Cluster Scheduling Component Configuration

To use the resumable training feature, complete the Ascend Device Plugin Configuration, NodeD Configuration, and Volcano Configuration before using them.

Ascend Device Plugin Configuration

Select a modification mode based on the startup mode of the Ascend Device Plugin. When the rescheduling policy is enabled, an exception of the Ascend Device Plugin also triggers rescheduling upon a fault.

To start the Ascend Device Plugin component, perform the following steps:

Start in Binary Mode

  1. Open the device-plugin.service configuration file of the Ascend Device Plugin service.
    # The service configuration file is stored in this path by default.
    vim /etc/systemd/system/device-plugin.service

    Set volcanoType and autoStowing to true and modify the following information in bold:

    ...
    [Service]
    ExecStart=/bin/bash -c "/usr/local/bin/device-plugin -volcanoType=true -autoStowing=true ..."
    ...

    -volcanoType=true: Volcano must be used in the rescheduling scenario.

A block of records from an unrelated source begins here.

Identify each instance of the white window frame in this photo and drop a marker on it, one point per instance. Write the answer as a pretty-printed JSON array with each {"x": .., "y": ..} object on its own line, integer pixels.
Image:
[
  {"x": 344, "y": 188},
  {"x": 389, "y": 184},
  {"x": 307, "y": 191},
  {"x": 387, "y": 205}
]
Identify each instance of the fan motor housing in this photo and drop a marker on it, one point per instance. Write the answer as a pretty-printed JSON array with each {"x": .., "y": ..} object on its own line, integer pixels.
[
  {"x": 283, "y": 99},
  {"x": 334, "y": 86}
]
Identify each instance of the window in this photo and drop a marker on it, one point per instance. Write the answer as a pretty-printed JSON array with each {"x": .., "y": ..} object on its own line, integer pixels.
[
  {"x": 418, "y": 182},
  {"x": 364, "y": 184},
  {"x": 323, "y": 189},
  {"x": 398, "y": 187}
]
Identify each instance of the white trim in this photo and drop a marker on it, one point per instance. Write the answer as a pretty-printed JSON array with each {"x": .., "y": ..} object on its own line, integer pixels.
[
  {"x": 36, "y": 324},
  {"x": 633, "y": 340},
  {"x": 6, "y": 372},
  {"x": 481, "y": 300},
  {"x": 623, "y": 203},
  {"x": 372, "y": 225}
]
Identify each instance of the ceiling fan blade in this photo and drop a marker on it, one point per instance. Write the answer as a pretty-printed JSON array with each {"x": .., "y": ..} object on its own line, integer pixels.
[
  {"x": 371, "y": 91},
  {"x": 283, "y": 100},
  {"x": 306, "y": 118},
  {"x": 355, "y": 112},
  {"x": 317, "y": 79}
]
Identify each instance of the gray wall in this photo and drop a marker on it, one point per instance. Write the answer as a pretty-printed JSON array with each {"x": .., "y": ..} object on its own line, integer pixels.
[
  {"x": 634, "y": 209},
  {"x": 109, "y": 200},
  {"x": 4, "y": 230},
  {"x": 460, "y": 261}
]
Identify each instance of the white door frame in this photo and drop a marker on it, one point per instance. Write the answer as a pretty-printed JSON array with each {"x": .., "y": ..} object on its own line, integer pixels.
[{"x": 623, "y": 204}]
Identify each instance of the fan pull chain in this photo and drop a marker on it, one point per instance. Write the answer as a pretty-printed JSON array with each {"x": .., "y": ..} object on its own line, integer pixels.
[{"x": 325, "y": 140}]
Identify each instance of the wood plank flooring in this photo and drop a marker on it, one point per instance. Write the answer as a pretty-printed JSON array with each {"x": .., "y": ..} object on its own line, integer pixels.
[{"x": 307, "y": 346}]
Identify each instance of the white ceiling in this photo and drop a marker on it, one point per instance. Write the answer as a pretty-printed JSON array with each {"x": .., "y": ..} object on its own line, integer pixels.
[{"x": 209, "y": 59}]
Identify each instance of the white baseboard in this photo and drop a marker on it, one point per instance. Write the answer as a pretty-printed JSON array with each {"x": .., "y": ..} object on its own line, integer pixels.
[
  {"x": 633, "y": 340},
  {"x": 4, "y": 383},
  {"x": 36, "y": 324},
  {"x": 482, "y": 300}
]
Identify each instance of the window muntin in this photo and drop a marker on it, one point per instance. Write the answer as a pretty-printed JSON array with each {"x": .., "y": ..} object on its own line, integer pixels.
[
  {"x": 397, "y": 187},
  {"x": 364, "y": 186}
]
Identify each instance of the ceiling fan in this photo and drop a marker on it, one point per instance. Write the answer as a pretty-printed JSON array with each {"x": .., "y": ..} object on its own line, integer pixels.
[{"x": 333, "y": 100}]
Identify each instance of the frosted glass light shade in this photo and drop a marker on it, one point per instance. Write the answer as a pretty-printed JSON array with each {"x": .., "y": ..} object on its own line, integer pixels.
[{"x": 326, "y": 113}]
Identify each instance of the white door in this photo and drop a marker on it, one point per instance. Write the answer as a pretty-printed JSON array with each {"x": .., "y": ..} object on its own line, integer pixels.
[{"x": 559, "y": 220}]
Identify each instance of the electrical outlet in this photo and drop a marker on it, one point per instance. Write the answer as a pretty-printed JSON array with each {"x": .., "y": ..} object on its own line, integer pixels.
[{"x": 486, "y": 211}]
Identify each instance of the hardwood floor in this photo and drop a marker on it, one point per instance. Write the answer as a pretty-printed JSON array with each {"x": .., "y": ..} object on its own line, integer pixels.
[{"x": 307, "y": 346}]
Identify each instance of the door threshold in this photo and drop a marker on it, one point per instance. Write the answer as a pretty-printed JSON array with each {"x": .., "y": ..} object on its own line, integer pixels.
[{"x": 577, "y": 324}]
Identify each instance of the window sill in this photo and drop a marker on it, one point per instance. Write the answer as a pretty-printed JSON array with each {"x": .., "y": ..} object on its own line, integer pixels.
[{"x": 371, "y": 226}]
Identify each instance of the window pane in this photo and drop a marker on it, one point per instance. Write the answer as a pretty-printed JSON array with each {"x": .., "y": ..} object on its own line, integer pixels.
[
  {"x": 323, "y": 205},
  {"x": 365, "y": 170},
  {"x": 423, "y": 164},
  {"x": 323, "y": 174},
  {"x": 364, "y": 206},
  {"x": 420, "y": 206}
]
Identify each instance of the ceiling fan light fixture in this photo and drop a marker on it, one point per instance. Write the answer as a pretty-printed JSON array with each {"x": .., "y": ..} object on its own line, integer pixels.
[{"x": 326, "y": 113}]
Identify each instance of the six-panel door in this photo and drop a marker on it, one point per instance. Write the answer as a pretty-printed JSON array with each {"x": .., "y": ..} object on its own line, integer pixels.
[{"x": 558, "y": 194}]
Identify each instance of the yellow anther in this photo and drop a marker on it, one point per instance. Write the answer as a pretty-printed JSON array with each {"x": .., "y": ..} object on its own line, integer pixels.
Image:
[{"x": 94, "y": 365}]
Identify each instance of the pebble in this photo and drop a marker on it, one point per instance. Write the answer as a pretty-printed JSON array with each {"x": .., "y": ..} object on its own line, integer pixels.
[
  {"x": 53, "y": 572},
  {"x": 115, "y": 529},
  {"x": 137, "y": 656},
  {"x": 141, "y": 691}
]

    -autoStowing=true: indicates whether to enable automatic management. The default value is true. If this parameter is set to false, automatic management is disabled. In this case, when the processor health status changes from unhealthy to healthy, or the network fault on the processor parameter plane is recovered, the processor is not automatically added to the schedulable resource pool. This feature applies only to the Ascend 910 AI Processors.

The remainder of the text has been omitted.